I am looking at the following two functions of two operations of a queue:
Insert(Q,x)
Q[end[Q]] <- x
if end[Q]=length[Q] then
end[Q] <- 1
else
end[Q] <- end[Q]+1
Delete(Q)
x <- Q[head[Q]]
if head[Q]=length[Q] then
head[Q] <- 1
else
head[Q] <- head[Q]+1
return x
Could you explain me the "if-else" statements??
1) As I described here, the end[Q] pointer is cyclic (works $\text{mod} \; n$ where $n$ is length[Q]), so when you get to the end of the array (end[Q]=length[Q]), you should come back to the first position of the array (end[Q] <- 1).

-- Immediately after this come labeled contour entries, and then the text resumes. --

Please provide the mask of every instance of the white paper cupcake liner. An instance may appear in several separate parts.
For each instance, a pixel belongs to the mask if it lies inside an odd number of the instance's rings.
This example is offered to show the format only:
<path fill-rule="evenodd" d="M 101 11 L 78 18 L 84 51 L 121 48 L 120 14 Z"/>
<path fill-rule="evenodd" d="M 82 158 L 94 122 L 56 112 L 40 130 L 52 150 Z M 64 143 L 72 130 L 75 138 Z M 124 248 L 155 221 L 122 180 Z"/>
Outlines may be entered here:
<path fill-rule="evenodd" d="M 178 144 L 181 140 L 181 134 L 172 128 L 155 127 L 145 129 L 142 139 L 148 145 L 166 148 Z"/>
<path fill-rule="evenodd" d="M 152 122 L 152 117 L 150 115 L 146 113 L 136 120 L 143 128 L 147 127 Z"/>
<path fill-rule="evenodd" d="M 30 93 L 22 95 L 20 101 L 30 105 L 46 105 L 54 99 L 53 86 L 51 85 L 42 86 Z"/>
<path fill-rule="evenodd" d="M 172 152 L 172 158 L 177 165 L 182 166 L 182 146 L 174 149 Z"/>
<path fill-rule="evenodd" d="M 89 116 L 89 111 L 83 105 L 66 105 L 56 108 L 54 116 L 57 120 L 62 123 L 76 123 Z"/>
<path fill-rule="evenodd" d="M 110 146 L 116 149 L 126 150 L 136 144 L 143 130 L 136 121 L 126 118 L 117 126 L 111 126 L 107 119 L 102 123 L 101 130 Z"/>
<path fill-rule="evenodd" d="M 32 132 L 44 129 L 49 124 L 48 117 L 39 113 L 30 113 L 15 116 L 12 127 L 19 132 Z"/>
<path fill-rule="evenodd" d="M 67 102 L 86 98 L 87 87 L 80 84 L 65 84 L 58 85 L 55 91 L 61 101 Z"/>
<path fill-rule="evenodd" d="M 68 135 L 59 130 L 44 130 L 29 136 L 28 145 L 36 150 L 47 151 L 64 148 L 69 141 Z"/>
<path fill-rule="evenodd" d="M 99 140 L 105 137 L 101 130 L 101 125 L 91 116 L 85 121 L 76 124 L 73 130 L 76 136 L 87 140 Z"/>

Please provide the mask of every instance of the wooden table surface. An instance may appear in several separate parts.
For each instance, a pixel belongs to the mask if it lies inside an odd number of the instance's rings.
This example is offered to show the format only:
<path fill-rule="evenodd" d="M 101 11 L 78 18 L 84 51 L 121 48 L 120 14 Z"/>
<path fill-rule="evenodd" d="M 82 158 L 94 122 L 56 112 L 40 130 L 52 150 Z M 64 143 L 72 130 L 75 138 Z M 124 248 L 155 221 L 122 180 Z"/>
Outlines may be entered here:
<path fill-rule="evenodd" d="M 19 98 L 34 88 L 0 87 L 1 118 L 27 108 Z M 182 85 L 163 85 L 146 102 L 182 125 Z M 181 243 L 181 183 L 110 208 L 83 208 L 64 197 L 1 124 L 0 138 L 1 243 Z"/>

Otherwise, you move it one step forward (end[Q] <- end[Q] + 1).
2) The queue data structure implements first-in, first-out notion. So when you delete, the first element gets deleted which is located where the head pointer points to by moving the head pointer one step forward. Thus, if we get to the end of the array (head[Q] = length[Q]), we should come back to the first position of the array (head[Q] <- 1), else move one step forward (head[Q] <- head[Q] + 1).

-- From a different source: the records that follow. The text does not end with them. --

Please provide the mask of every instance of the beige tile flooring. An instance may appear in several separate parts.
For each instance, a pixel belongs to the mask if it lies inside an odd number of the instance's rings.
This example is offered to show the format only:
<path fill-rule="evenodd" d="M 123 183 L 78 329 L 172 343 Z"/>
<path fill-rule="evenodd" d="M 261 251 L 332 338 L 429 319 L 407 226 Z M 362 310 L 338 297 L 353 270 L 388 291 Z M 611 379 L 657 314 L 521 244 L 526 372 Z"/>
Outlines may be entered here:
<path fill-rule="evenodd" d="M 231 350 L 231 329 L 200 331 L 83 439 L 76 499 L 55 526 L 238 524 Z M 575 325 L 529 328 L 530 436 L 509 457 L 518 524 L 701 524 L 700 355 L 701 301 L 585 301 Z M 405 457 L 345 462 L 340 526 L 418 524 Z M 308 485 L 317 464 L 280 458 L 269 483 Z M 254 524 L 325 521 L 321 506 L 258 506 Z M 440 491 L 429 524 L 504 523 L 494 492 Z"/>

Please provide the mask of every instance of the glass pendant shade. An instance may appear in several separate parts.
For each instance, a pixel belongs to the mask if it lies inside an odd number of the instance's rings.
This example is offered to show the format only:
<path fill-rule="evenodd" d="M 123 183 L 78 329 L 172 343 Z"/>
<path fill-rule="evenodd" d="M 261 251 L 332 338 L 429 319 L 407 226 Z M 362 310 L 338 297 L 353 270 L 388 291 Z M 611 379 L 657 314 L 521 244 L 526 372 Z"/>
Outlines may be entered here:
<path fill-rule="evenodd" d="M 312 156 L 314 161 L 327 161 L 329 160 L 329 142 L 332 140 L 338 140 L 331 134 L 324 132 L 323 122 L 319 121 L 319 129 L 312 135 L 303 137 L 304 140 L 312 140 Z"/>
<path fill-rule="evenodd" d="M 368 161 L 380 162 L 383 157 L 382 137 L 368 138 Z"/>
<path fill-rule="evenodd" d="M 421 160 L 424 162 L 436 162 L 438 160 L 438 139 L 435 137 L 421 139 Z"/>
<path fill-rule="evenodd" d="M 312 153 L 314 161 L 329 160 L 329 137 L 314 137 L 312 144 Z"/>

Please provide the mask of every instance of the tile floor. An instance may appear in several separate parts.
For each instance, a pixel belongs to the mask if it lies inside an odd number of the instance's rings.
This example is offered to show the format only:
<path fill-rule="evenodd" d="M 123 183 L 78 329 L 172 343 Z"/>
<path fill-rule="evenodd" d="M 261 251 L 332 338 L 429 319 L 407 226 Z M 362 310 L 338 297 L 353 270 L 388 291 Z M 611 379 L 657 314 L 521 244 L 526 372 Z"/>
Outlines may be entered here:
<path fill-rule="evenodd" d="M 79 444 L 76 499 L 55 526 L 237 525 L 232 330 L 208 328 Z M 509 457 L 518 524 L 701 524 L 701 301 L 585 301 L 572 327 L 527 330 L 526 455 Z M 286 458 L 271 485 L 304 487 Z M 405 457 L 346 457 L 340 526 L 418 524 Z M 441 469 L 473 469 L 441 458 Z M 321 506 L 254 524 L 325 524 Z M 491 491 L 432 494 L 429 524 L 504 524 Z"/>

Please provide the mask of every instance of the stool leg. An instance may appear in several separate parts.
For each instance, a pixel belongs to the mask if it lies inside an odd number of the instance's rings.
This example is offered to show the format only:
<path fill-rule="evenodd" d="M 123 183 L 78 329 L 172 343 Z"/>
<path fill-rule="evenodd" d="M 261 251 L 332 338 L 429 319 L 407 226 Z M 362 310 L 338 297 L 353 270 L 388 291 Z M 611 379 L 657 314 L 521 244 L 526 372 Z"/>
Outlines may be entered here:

Let's start with the queue: $$-\ \ -\ - \underset{\stackrel\uparrow{head}}o \underset{\stackrel\uparrow{end}}-\ -$$
Now we add an element at the end of the queue: $$-\ \ -\ - \underset{\stackrel\uparrow{head}}o\ o \underset{\stackrel\uparrow{end}}-$$ As you can see, we increment end by 1.
When we add another element at the end of the queue, we get: $$\underset{\stackrel\uparrow{end}}-\ \ -\ - \underset{\stackrel\uparrow{head}}o\ o\ \ o$$
In other words, we assign the new element where end was.
If end is at the end of the array, we need to change it to point to the beginning of the array instead of incrementing it.